Presenting, the top 15 Canadians who rival Gordon Lightfoot’s “Most Manly” Canadian title.

15. Bruno Gerussi: Hairy-chested. Hosted a cooking show. Wore a medallion. Made reciting Shakespeare an extreme sport.

14. Victor Davis: Ripped swimmer. Threw a chair at (or near) the Queen. Tortured-soul. Rumble fish.

13. George Laracque: Punched heads for a living. Vegan. Leftist. As big as a VW van. Hab and Oiler.

12. Farley Mowat: Fired a shot gun at American planes. Irascible liar. Bearded. Good in the woods.

11. Brett Lawrie: Soon-to-be US baseball star born in BC. Helmet-thrower. Shoreline-long shoulders. Bulldog.

10. Dan Hill: Under-rated uber male. Smart, authorial, sensitive. Also bearded. 70s. Marathoner. Hit maker.

9. Hayden: Singer/guitarist. Torontonian. Excellent screamer. Poetesque. Hands like hambones.

8. Adam Kleeberger: Troll with Goliath complex. Charming and crazy. Likes beer. And mud. Worldly. Driven.

7. Charles Angus: Punk rock bassist turned politic. Northern soul. Eloquent but not elevated. Man for Canada. Snarl in a good suit.

6. Wintersleep: Maritime men as a single howling voice. String and skin thrashers. Build the club; play the club. Modest, over-arching. Hard and gentle.
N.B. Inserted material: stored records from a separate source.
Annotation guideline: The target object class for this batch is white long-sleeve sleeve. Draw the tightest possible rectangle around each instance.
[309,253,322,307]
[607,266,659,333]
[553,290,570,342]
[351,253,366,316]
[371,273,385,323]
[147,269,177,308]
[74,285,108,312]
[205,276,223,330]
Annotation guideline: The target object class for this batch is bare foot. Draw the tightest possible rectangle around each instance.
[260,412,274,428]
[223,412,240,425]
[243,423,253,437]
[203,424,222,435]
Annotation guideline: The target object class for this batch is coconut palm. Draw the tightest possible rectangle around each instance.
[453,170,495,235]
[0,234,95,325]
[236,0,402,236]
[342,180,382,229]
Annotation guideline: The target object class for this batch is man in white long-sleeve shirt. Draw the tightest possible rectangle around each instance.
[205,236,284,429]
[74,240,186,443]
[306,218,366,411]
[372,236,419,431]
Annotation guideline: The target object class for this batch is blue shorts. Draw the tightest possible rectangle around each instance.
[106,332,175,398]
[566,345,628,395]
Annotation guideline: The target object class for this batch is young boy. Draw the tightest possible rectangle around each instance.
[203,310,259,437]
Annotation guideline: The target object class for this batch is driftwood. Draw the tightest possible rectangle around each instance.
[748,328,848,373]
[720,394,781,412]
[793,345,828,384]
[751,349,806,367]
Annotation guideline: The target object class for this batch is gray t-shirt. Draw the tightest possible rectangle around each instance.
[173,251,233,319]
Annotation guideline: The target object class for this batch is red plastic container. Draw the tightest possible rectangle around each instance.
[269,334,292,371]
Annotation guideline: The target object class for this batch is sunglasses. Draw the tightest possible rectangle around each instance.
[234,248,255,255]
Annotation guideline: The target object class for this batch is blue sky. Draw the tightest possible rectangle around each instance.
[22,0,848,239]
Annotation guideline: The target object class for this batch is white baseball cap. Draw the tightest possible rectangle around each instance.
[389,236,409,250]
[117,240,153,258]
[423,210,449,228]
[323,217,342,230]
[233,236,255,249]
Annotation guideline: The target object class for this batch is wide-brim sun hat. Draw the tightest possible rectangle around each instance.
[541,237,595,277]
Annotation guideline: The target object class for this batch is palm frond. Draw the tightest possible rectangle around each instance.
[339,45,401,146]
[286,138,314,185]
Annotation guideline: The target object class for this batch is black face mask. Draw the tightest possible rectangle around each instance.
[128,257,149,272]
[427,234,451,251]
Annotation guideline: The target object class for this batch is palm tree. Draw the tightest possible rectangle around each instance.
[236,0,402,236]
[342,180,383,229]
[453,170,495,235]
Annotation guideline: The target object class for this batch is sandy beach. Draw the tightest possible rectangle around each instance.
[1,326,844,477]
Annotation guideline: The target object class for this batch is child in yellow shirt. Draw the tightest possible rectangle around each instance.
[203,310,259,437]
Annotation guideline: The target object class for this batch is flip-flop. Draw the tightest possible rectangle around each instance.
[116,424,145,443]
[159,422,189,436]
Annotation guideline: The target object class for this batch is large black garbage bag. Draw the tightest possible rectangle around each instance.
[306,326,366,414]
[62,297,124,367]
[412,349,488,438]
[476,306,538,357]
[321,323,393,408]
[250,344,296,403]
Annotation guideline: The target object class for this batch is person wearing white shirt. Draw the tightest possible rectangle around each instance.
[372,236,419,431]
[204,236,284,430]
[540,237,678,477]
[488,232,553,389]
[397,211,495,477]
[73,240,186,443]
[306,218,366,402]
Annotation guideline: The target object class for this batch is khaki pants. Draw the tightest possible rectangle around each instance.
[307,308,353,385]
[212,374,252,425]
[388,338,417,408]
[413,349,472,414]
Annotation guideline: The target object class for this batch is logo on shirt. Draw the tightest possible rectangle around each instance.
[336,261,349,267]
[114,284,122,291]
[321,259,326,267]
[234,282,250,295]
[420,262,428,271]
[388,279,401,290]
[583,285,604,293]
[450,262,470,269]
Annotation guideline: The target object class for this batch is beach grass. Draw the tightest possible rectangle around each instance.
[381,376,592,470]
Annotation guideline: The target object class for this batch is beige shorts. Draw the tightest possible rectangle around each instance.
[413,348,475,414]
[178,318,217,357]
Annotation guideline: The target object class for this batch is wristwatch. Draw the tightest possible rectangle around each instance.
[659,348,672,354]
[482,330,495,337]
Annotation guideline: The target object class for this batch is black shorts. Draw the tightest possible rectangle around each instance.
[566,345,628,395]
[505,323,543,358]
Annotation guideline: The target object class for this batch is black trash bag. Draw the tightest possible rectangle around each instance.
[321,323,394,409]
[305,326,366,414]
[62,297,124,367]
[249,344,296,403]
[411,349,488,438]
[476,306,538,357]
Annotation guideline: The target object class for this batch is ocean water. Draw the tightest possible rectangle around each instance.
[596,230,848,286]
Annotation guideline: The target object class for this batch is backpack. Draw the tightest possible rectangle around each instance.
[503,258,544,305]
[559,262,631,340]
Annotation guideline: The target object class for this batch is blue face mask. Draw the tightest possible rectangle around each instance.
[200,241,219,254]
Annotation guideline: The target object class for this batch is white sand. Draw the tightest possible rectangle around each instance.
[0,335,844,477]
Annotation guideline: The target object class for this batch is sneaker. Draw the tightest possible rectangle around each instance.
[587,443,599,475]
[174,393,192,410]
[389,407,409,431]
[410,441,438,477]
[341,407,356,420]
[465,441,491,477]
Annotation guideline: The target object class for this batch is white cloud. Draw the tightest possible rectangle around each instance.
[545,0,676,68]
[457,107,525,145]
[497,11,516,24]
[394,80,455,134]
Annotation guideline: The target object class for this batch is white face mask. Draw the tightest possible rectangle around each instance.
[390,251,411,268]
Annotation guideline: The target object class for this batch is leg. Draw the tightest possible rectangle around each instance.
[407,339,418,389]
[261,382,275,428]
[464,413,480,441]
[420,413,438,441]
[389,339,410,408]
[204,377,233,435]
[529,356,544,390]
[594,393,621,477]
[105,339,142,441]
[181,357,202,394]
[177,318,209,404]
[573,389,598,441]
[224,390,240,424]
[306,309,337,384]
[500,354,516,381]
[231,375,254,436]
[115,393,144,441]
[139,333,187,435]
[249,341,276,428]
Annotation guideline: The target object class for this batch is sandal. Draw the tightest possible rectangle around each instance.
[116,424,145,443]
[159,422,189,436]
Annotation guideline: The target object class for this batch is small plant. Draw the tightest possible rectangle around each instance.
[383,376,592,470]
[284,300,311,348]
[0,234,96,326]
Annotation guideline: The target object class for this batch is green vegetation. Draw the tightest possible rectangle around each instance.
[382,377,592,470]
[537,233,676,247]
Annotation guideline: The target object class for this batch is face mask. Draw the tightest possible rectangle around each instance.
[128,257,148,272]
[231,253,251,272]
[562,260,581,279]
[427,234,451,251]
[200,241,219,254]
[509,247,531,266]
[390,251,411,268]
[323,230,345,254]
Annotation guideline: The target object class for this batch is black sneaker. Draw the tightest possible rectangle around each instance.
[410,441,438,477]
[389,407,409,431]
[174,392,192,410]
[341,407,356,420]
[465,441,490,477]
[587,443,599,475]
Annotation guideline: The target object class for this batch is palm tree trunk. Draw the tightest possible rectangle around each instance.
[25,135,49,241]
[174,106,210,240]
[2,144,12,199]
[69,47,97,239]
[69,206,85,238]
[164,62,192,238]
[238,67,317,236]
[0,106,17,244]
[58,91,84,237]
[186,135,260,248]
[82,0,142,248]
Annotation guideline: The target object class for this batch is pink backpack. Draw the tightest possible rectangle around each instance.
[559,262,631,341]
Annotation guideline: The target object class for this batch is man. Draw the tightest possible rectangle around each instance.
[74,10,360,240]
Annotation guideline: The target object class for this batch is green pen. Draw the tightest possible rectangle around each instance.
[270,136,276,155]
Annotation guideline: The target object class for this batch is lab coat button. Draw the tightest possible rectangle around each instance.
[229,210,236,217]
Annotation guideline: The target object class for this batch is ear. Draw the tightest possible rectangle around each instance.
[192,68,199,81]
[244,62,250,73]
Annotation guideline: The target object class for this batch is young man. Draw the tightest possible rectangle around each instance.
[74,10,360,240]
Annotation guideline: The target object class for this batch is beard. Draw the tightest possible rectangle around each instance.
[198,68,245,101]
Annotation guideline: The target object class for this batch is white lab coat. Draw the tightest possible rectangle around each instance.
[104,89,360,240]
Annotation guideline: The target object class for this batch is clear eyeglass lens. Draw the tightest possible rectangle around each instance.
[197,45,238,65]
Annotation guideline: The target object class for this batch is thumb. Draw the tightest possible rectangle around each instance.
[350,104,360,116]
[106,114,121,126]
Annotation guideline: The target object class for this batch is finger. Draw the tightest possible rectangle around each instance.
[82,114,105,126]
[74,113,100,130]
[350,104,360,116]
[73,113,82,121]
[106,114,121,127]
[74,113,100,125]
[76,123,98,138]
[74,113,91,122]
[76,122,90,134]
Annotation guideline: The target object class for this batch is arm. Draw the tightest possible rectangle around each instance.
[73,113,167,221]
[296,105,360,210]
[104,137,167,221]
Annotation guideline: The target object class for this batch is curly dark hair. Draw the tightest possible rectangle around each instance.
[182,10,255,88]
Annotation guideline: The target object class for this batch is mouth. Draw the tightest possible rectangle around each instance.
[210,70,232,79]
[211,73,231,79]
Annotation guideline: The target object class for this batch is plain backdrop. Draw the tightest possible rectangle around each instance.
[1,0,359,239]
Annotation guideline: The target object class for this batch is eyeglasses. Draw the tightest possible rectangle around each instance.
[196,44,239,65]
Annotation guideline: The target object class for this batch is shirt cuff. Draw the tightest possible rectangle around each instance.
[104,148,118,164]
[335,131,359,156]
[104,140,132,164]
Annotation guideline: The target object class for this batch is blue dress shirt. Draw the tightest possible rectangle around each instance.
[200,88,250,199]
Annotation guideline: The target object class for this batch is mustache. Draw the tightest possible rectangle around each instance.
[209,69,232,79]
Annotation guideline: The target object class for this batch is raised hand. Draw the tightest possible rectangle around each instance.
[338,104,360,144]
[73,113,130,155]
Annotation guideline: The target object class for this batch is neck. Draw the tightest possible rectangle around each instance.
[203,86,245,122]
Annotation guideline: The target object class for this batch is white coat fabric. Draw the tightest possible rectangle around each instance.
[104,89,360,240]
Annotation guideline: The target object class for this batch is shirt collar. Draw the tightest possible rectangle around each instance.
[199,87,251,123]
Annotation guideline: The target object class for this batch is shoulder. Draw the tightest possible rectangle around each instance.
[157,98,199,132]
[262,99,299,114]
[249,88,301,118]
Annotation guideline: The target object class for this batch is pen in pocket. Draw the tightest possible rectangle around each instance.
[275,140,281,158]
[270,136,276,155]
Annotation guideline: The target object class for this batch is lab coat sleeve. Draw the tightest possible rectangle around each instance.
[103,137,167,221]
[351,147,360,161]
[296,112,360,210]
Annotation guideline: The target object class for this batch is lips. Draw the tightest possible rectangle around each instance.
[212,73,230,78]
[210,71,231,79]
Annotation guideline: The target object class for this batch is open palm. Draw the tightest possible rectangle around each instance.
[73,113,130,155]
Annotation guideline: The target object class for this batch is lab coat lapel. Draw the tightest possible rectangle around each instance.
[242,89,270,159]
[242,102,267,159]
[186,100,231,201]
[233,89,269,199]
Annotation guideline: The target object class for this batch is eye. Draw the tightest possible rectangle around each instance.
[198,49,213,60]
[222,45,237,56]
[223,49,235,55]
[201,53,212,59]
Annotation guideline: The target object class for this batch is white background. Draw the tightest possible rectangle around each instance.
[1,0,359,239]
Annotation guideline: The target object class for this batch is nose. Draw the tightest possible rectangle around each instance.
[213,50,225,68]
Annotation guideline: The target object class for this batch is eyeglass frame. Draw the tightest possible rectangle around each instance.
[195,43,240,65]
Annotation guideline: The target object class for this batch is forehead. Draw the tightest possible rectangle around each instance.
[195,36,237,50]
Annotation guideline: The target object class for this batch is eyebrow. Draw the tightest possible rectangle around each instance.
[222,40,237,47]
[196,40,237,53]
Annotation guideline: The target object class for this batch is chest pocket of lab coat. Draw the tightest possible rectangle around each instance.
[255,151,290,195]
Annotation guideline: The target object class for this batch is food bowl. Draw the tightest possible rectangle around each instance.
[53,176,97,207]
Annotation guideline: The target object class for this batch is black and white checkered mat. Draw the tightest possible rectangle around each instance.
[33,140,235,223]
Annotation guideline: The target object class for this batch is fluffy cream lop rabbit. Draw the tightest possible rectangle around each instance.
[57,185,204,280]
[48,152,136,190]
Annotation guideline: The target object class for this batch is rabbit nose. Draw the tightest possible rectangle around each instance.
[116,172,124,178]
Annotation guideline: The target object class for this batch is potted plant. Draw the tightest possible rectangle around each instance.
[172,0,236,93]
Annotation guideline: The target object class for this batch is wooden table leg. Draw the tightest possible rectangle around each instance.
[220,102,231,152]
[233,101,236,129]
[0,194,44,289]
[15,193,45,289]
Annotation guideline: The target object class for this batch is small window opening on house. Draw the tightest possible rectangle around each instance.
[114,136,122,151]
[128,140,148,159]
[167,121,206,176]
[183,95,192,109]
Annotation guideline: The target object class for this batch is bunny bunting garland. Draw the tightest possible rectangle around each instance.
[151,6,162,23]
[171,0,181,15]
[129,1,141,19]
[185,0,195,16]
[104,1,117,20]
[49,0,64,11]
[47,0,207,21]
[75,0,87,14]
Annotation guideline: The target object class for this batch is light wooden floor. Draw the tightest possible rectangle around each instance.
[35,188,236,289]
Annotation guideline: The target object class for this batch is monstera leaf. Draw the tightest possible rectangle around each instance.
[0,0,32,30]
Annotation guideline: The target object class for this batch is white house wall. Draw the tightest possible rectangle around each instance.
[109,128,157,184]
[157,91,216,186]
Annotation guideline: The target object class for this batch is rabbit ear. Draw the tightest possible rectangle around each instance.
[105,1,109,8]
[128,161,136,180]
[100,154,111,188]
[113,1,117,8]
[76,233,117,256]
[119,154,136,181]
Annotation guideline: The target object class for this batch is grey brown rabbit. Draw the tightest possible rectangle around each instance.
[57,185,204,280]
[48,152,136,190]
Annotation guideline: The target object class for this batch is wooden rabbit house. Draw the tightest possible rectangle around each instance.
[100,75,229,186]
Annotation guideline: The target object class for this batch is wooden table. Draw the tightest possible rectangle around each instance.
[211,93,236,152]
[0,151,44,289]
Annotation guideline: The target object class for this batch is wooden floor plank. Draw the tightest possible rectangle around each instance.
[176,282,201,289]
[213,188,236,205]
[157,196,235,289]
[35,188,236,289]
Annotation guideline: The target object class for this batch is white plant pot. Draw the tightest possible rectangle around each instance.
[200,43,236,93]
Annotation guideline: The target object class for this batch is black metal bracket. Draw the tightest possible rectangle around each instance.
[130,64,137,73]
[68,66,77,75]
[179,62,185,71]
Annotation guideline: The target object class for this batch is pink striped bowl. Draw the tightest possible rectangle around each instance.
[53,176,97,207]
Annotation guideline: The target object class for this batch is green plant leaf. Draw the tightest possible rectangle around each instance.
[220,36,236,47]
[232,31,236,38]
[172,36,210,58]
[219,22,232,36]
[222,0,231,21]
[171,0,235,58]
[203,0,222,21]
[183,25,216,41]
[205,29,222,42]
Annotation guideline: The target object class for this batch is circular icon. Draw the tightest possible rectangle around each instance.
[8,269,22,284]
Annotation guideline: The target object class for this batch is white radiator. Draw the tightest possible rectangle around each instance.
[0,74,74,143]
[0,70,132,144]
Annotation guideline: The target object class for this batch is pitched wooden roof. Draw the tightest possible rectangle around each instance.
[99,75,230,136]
5. John Vaillant: Forest and jungle warrior. All in a nice linen shirt. Good in literary darkness. Best seller. Tigers. Trees.

4. Chris Pronger: Mess you up. But funny, very funny. “How did you feel about getting hit” “They should have given me two minutes for hurt feelings.” Dryden, Ontario. Also likes beer.

3. Bret Hart: Snaggley hair, sweaty pecs. Jilted warrior. Spandex with fists of iron. A jumper. Nationalist. Comes from good, if outrageous, stock.

2. Don Cherry: Bar-rom bard. Loudest guy in the room. Flowery jackets. Loves wife and dog. Fallible, in his own way. Kingstonian.

1. Gordie Howe: Simpsons’ writers’ idea of the uber-Canadian. Strong-willed and gentle-voiced. Forever devoted to Colleen and the boys. Hall of Fame. Gretzky’s idol. Saskatchewan. Perfection.